Miles de ardillas voladoras víctimas del tráfico ilegal en Florida

El tráfico de especies exóticas parece no tener fin. Su siguiente víctima ha sido la ardilla voladora de Florida.
Miles de ardillas voladoras víctimas del tráfico ilegal en Florida
Ana Díaz Maqueda

Escrito y verificado por la bióloga Ana Díaz Maqueda el 13 Noviembre, 2020.

Última actualización: 13 Noviembre, 2020

La ardilla voladora (Glaucomys sabrinus) no es una especie incluida en el convenio CITES —tratado para la conservación de especies amenazadas y prohibición de su comercio— y su estado de conservación es de «preocupación menor» según la Unión Internacional para la Conservación de la Naturaleza (UICN).

No obstante, este animal está protegido por leyes estatales en los Estados Unidos de América. Gracias a esto, pudo ser desmantelada una red que traficaba con miles de ardillas voladoras en Florida.

Esta especie se extiende por una gran región de Norteamérica, que incluye Alaska y Canadá. Desde hace varios años, un grupo de personas traficaban con los animales, los cuales eran extraídos de la naturaleza y enviados a otras regiones del mundo, como Asia. ¿Cómo era el modus operandi de la banda? ¿Cómo consiguieron los agentes detenerla? Aquí te lo contamos.

El tráfico ilegal con ardillas voladoras en Florida

Los cazadores furtivos llegaron a capturar con vida a más de 3 600 ardillas voladoras en un periodo de tres años. Esto ha debido suponer un beneficio de más de un millón de dólares para los traficantes.
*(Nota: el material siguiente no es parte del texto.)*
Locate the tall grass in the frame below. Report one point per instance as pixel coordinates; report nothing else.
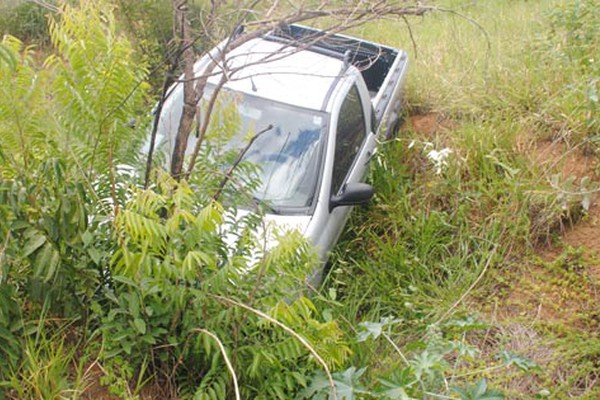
(499, 76)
En varios condados de Florida, los detenidos habían colocado hasta 10 000 trampas para capturar con vida a los animales. Tras ello, eran vendidos a un comerciante de vida silvestre en Bushnell, Florida. Esta persona se encargaba del «lavado» inicial, es decir, falsificar los primeros documentos para hacer creer que los animales habían sido criados en cautividad.

Después de la primera falsificación para poder trasladar a las ardillas a través del país, los clientes de Corea del Sur llegaban a Estados Unidos para comprarlas y llevarlas a Asia.

Las ardillas se transportaban hasta Chicago en coches de alquiler. Aquí, se ocultaba aún más el origen ilegal de las ardillas y después eran exportadas al país asiático. El exportador no tenía ni idea de la ilegalidad que estaba cometiendo.

De forma paralela y como recurso para expandir el negocio, otra persona traficaba con ardillas desde Georgia, las llevaba a Orlando y desde ahí a Chicago, donde también serían exportadas.

Tráfico ilegal de especies.

La detención de los traficantes

Toda la investigación —que concluyó con el arresto de seis personas y con la búsqueda de una séptima que se encuentra en paradero desconocido— fue gracias a la denuncia de un vecino de Florida.

En el condado de Marion, un ciudadano que paseaba por el bosque descubrió las trampas y a los animales. Inmediatamente este se puso en contacto con las autoridades, que comenzaron la investigación con rapidez.

Además del tráfico de ardillas voladoras, parece que la banda de delincuentes también capturaba otros animales con el mismo fin: su venta al extranjero con papeles falsificados. Estas otras especies que fueron víctimas del tráfico ilegal son las tortugas de agua dulce y los caimanes, ambos protegidos.

La moda de las ardillas voladoras en Asia

En los últimos años, se ha producido una creciente demanda de estos animales exóticos. En los países del sudeste asiático —como Corea del Sur— muchas personas tienen a estos simpáticos mamíferos como mascotas.

No obstante, las ardillas voladoras no son animales domésticos y, a pesar de su dulce apariencia, pueden ser agresivas, llegar a morder y transmitir enfermedades.

Además de la moda de tener a estos animales como mascotas, existen los cafés de mascotas, donde las personas pueden ir y jugar con las ardillas. Otra alternativa menos dañina para la naturaleza y también con creciente fama en Asia son los cafés con gatos.

Por último, cabe destacar que a día de hoy existe una serie llamada 4inchers cuyos protagonistas son una ardilla voladora llamada Moong, un hámster, un erizo y un pájaro. Esto ha provocado la popularidad de las ardillas voladoras y que las personas quieran tenerlas como mascota.

La cara de unas ardillas voladoras.

A pesar de todas las consecuencias que tiene para la naturaleza, la lacra del tráfico de especies exóticas parece no tener fin. Cada día, millones de animales son extraídos de sus hogares para acabar en la casa de alguien. Lo peor es que, en el camino, la mayoría de estos seres mueren debido a las condiciones del transporte y al estrés provocado.